Recognising that versatility and flexibility is important when it comes to ramp solutions, Peart Ramps offers a modular steel ramp system which is completely recyclable and re-usable. Recyclable options are popular with local housing authorities, which are often providing accommodation for elderly people who may not need a permanent solution. Additionally, Peart’s modular ramp systems conform with building regulations. On top of this, because it manufactures its own products at its own facilities it is able to accommodate special requirements with relative ease. This is a significant advantage in a sector where each ramp installation has individual challenges.
Peart Ramps maintains that modular ramp solutions need to be sturdy and durable for them to be successful. Aside from these qualities though, they also need to be easy to install, dismantle and reconfigure. The firm’s ramps offer a full range of hard-wearing powder-coated paint finishes and feature slip-resistant mesh flooring, which is designed to be more practical and cost-effective than concrete ramps.
For Stead, flexibility and ease of installation are key factors for dealers to consider when buying in stock. Aside from this, cost is still a driver in consumer choice and although solutions need to be top quality and safe, individuals and building owners are shopping around. Some firms believes that unlike other products, ramps are less likely to need regular maintenance and so customers can afford to purchase solutions from cheaper, non-local suppliers who will not necessarily be expected to offer regular after-sales servicing.

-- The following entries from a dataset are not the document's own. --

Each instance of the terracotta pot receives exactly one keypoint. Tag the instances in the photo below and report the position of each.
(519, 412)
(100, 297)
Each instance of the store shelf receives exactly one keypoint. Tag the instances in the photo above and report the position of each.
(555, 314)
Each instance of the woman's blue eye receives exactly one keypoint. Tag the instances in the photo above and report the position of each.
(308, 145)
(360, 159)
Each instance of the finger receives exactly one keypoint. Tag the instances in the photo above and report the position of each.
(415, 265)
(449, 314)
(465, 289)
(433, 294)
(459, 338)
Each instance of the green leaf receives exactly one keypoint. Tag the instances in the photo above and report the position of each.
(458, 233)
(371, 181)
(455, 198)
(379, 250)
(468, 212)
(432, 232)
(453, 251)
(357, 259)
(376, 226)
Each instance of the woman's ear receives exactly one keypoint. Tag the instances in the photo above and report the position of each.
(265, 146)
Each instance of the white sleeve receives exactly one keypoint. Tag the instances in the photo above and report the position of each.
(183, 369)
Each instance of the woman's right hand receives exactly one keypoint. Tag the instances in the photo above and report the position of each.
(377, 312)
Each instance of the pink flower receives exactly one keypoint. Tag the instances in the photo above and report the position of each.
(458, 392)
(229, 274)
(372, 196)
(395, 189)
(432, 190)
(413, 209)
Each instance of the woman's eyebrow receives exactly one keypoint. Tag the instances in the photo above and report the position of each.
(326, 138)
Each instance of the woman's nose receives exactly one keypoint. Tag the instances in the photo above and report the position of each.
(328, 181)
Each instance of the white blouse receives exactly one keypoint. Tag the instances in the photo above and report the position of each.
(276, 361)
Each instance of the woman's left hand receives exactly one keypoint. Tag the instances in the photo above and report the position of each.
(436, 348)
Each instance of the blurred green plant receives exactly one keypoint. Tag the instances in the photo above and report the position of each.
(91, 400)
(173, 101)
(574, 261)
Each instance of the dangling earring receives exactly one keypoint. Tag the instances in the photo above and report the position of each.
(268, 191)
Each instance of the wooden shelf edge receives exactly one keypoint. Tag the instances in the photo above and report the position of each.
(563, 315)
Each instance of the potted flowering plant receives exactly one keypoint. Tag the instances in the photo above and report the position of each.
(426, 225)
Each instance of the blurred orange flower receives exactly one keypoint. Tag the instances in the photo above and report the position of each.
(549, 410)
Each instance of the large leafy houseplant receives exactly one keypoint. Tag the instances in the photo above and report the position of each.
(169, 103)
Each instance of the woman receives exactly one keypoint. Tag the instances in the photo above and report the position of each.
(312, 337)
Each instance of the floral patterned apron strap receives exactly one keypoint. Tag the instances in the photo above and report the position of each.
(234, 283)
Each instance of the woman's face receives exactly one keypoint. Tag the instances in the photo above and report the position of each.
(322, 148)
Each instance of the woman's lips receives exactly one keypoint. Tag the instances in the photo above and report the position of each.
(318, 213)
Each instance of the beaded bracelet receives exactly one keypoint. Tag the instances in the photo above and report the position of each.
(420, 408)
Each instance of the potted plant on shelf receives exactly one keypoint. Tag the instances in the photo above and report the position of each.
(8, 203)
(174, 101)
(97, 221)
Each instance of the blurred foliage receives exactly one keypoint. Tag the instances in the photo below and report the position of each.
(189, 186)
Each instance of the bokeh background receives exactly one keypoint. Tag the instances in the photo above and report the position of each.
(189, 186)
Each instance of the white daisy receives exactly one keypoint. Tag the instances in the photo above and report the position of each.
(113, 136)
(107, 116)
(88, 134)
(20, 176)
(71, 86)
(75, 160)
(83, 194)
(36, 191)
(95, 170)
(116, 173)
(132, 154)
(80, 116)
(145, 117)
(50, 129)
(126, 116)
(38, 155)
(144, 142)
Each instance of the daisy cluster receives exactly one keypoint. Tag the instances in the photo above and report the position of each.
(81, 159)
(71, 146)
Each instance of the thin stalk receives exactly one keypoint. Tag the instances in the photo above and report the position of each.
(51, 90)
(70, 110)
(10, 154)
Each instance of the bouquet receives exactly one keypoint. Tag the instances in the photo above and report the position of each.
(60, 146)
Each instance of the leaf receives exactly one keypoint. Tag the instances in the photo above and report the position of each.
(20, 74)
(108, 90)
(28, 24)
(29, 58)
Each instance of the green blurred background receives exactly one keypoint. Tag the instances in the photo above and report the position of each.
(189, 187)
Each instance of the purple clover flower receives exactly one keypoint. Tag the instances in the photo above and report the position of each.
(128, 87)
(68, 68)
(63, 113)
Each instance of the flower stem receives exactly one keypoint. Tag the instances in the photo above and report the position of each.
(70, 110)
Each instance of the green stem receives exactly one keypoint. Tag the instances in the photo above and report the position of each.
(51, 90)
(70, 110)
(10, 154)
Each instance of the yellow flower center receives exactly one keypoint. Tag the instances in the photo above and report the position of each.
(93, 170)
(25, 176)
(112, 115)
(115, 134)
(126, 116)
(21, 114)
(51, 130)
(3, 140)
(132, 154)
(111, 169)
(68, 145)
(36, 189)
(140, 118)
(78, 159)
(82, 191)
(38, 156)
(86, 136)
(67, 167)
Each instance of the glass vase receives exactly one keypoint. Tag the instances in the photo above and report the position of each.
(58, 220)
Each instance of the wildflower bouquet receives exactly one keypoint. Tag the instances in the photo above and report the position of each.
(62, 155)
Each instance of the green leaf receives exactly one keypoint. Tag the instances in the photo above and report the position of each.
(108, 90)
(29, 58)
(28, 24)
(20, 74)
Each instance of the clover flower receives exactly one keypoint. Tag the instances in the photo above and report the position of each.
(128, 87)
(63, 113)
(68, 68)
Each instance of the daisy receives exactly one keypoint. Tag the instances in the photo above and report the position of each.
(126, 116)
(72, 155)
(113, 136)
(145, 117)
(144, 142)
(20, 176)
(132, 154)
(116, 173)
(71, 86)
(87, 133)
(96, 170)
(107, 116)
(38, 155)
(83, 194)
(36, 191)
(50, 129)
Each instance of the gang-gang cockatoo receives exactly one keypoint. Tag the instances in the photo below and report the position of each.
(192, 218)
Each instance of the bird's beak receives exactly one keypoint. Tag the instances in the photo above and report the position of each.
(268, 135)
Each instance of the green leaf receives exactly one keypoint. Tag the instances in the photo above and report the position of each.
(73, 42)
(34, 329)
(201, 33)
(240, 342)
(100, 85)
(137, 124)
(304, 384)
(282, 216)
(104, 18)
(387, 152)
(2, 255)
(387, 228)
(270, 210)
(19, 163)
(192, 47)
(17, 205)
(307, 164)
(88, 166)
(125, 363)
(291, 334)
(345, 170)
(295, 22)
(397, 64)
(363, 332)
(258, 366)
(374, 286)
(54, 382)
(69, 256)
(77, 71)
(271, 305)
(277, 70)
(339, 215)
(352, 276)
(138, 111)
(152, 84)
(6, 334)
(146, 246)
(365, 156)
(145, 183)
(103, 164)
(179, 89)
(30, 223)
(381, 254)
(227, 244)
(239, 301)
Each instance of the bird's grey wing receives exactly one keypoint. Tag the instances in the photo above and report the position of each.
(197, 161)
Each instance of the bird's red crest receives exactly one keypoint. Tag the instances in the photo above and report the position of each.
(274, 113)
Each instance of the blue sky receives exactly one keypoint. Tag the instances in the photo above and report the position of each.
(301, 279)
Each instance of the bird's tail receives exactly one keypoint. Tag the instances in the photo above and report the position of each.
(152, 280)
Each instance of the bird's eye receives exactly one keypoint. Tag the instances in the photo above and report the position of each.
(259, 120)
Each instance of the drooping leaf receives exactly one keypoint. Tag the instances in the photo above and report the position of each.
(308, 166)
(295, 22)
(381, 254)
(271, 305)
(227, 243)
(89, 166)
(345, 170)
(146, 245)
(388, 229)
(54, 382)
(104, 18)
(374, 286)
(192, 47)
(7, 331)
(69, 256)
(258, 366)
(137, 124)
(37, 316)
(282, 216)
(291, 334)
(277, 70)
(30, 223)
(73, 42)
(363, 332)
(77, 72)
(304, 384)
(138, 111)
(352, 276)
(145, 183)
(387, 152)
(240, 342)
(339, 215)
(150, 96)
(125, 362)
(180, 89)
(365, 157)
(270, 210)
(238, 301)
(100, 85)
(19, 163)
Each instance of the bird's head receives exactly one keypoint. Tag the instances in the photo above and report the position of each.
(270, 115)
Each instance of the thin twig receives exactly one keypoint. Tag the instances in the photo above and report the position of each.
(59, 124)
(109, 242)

Having said this, Claire believes support from the manufacturer is important to consider when purchasing ramp stock. Whether this is after-sales support or help in marketing and specifying a solution, many firms still believe ramp dealers require the same level of support as they would receive from powerchair or wheelchair suppliers. Claire also thinks dealers should make product versatility and choice a priority when selecting stock.
Cochlin, however, would not recommend dealers purchase ramps for stock. He says: “There are so many products and variations of each of those products that it would cost a small fortune and require significant storage space to be able to offer all options. The majority of suppliers offer drop shipping on a next-day basis anyway.”
Bentley Fielden nevertheless is constantly reviewing and expanding its range to include the latest and most modern access products to make sure it remains ahead in a competitive environment. As a result, Cochlin says: “We are confident that we can solve pretty much any access problem. If we don’t have an off-the-shelf product that resolves the issue, we’ll work with one of our partner companies to develop an appropriate solution.”
For the most part, though, it seems that ramp providers agree that when it comes to supplying and installing solutions, then individuality is key.
As with all mobility products, individual requirements dictate the purchase of each product. But with ramps, it is not only about catering for a user — prospective solutions also have to be planned around the built environment and the variables that come with it.
UK manufacturers, dealers and installers, however, are leading the way in coping with these challenges. And although the ageing population promises to bring significant opportunities for the ramp sector in future, no company is taking success for granted. This factor alone is driving the leading players to develop their portfolios as they seek to ensure they bring practical and affordable solutions to the market. The ramp market truly is on an upwards trajectory.